« Vivre à proximité du patrimoine rend plus heureux »

Un rapport d'Historic England, soutenu par le programme britannique Culture and Heritage Capital, révèle que vivre à proximité de sites patrimoniaux augmente le bonheur, ce qui peut avoir un impact sur les politiques. Cette étude, première du genre, montrant une corrélation positive entre la densité des sites historiques et la satisfaction de vivre, pourrait influencer les allocations budgétaires destinées à la préservation du patrimoine culturel, estimant une valeur de bien-être individuel de 515 £ par an.

Le bonheur du patrimoine

Une nouvelle étude, financée par le programme britannique Culture and Heritage Capital, fournit des preuves statistiques des avantages de vivre à proximité du patrimoine. Si les amateurs de patrimoine ne seront peut-être pas surpris par un tel résultat, c'est la première fois qu'une étude montre que le simple fait de vivre à proximité de sites historiques a un effet positif sur le bien-être personnel. L’étude fait suite à des recherches similaires sur la valeur de la participation sportive et de la proximité des espaces verts, soulignant encore davantage la valeur de la culture sur le bien-être sociétal.

La recherche a combiné la densité des sites patrimoniaux dans une zone avec des données sur la satisfaction de vivre, aboutissant à une conclusion claire que les endroits comportant plus de bâtiments historiques avaient des gens plus heureux. Même si l’amélioration de la satisfaction de vivre apportée par les sites historiques n’est que modérée, elle est précieuse et évidente. Même si l’on tient compte d’autres facteurs, tels que les niveaux socio-économiques, la tendance se démarque toujours.

Bâtiments classés Grade II
Un point clé est que les bâtiments classés Grade II – la liste de sites historiques la plus courante en Angleterre – sont les principaux moteurs du bonheur. Les sites classés Grade I plus rares mais plus prestigieux étaient, étonnamment, moins importants pour le bien-être, soulignant l'importance de l'abondance et de la proximité des sites historiques.

« Il s’agit de la première recherche visant à quantifier la valeur de bien-être liée à l’existence même du patrimoine, que les gens participent ou non aux activités patrimoniales. Par exemple, la valeur de 515 £ par an, que quelqu'un interagisse ou non avec le petit musée civique ou l'église du village.

Lord Neil Mendoza, président de Historic England et président du Conseil du patrimoine culturel et de la capitale du ministère de la Culture, des Médias et du Sport (DCMS)

Mettre un prix au bonheur
Mesurer l’importance de la culture a toujours été un gros problème, en particulier lorsqu’il s’agit de promouvoir des politiques. Après tout, il est difficile de mettre un prix au bonheur. Cependant, cette recherche est la dernière à utiliser un indicateur récemment développé appelé WELLBY (Well-being Adjusted Life Year).

Même s’il peut sembler sacrilège d’attribuer une valeur monétaire au bonheur, ces termes sont essentiels pour plaider en faveur de politiques qui accordent la priorité à la culture.

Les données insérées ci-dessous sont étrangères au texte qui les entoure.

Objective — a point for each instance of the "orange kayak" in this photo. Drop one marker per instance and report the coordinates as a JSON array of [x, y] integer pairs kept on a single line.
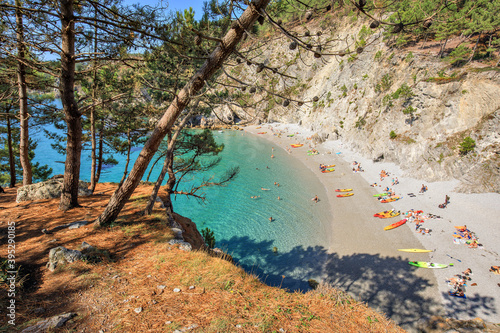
[[390, 199]]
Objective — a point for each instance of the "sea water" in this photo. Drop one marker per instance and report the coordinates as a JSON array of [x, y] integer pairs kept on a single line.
[[282, 252]]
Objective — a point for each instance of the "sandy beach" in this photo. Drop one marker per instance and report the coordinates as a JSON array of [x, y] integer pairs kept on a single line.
[[364, 260]]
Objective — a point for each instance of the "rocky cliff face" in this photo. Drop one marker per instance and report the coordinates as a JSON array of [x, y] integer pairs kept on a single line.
[[429, 106]]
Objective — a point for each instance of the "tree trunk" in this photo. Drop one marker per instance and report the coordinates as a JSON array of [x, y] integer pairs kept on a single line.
[[475, 47], [23, 99], [69, 195], [213, 63], [168, 165], [12, 165], [440, 54], [129, 145], [92, 115]]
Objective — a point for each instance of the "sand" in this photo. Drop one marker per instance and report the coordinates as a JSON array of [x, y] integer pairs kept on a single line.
[[363, 259]]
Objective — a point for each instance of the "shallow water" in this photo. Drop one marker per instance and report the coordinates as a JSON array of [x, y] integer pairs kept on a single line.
[[240, 224]]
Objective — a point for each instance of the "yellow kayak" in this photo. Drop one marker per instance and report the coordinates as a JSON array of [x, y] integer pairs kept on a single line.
[[415, 250]]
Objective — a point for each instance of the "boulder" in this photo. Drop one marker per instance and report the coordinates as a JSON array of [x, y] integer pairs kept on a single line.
[[61, 255], [49, 189]]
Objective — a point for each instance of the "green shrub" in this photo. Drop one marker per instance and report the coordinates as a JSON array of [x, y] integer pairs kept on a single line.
[[467, 146], [208, 236], [459, 55]]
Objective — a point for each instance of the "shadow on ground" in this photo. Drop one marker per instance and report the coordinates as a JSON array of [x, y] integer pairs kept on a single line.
[[387, 284]]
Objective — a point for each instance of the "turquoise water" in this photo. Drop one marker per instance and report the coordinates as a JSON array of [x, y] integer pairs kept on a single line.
[[241, 225]]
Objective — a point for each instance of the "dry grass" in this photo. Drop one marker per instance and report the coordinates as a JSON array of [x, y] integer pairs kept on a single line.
[[215, 294]]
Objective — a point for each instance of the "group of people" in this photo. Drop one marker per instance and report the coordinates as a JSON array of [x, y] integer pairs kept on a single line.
[[357, 167]]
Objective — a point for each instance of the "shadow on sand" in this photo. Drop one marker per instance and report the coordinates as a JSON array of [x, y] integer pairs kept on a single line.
[[387, 284]]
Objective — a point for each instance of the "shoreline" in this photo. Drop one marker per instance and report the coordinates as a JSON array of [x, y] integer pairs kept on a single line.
[[363, 259]]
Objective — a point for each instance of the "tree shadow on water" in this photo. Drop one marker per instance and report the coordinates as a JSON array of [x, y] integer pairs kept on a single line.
[[387, 284]]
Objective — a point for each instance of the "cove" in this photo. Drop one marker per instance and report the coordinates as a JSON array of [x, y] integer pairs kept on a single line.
[[300, 229]]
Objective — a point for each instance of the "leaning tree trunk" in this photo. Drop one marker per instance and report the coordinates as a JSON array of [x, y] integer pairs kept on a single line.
[[475, 48], [168, 165], [93, 173], [100, 153], [213, 63], [23, 99], [69, 195], [12, 165], [129, 145]]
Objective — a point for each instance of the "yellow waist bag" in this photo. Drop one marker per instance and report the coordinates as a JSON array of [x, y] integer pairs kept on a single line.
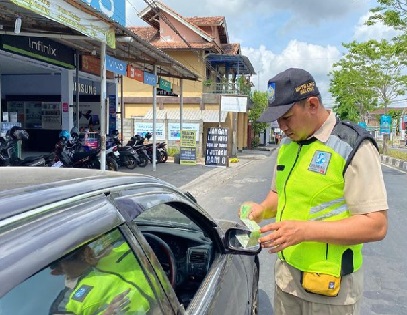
[[320, 283]]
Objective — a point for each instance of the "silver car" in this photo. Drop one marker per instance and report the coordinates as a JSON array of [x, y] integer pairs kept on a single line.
[[79, 241]]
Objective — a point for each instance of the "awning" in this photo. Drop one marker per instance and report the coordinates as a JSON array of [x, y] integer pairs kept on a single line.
[[239, 63], [188, 115], [129, 47]]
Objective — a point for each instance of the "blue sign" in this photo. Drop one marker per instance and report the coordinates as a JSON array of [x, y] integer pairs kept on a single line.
[[116, 66], [113, 9], [362, 124], [150, 78], [385, 124]]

Il s’agit d’une tendance qui fait son chemin dans les politiques du monde entier ; La Nouvelle-Zélande a lancé son « budget bien-être » en 2017, et bien que ses impacts à long terme aient été débattus, il s'agit d'un pas en avant vers la priorité accordée aux personnes avant les profits.

Dans le cas de la valeur patrimoniale de l'Angleterre, le rapport estime que le bénéfice individuel moyen du patrimoine culturel à proximité des résidences individuelles est d'environ 515 £, avec une valeur WELLBY collective de 29 milliards £ dans toute l'Angleterre. Alors que de nombreux conseils à travers le pays cherchent à réduire les budgets culturels pour réduire les coûts, des recherches comme celle-ci pourraient aider à endiguer la marée et à protéger le secteur.

« Les gens éprouvent souvent des liens émotionnels avec leur patrimoine local, mais le lien entre patrimoine et bien-être est souvent négligé en économie. Cette recherche innovante utilise des techniques économiques pour démontrer que le patrimoine n'est pas seulement un plaisir d'avoir ; cela a des impacts significatifs et mesurables sur notre bien-être général.

Adala Leeson, responsable de la recherche sociale et économique, Historic England

L'étude « Capital du patrimoine culturel et bien-être : examen de la relation entre la densité du patrimoine et la satisfaction de vivre », rédigée par Thomas Collwill, a été publiée le site Web de l'Angleterre historique. Le rapport peut être téléchargée ici.

Cet article a été initialement publié en anglais. Les textes dans d'autres langues sont traduits par l'IA. Pour changer de langue : allez dans le menu principal ci-dessus.